O Selgantolimod é um tratamento imunomodulador que pode aumentar as
respostas imunológicas contra o vírus da hepatite B. Os agonistas de recetores
do tipo Toll são compostos que podem acionar os recetores do tipo Toll no
fígado no sentido de produzirem interferão e ativar as células NK e as células
T contra o vírus da hepatite B. Várias empresas estão a desenvolver agonistas
de recetores do tipo toll como potenciais tratamentos imunomoduladores para a hepatite
B.
O estudo de fase 2 demonstrou que apenas uma em 36 pessoas que receberam
selgantolimod, experimentou uma redução de AgHBs de mais de 1 log10 UI/ml.
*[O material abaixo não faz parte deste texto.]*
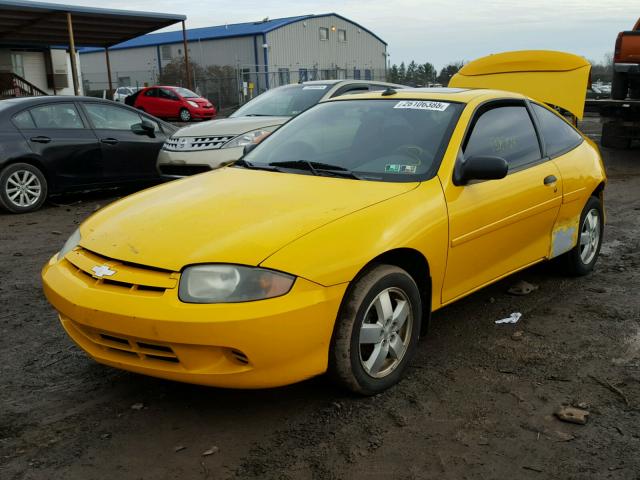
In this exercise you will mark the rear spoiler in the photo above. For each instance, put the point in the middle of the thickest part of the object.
(556, 78)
Erradicação da Hepatite C Apenas um
em cada quatro países de rendimentos altos está a caminho da erradicação da
hepatite C até 2030 e quase dois terços irão falhar as metas por mais de 20
anos, nas taxas de progresso atuais, de acordo
com uma análise de 45 países, apresentada na conferência por Homie Razavi do
Center for Disease Analysis.
Em 2016, os estados membros da Organização Mundial de Saúde concordaram em
trabalhar para a erradicação da hepatite B e C até 2030 e estabeleceram metas
de redução da mortalidade por hepatite B e C em 65%, diagnosticando 90% das
infeções e tratando 80% das pessoas elegíveis, bem como de novas infeções em
90% (a meta de incidência anterior era de 80%).
O Center for Disease Analysis utilizou os dados mais atualizados sobre as
taxas de diagnóstico e tratamento para modelar reduções na mortalidade e
incidência de hepatite C para 45 países de elevado rendimento.
Atualizando uma análise apresentada em 2019, o relatório de progresso deste
ano mostra que onze países estão a caminho de alcançar a erradicação até 2030,
contra nove em 2019.
Austrália, Canadá, França, Alemanha, Islândia, Itália, Japão, Espanha,
Suíça, Suécia e Reino Unido devem atingir as metas até 2030.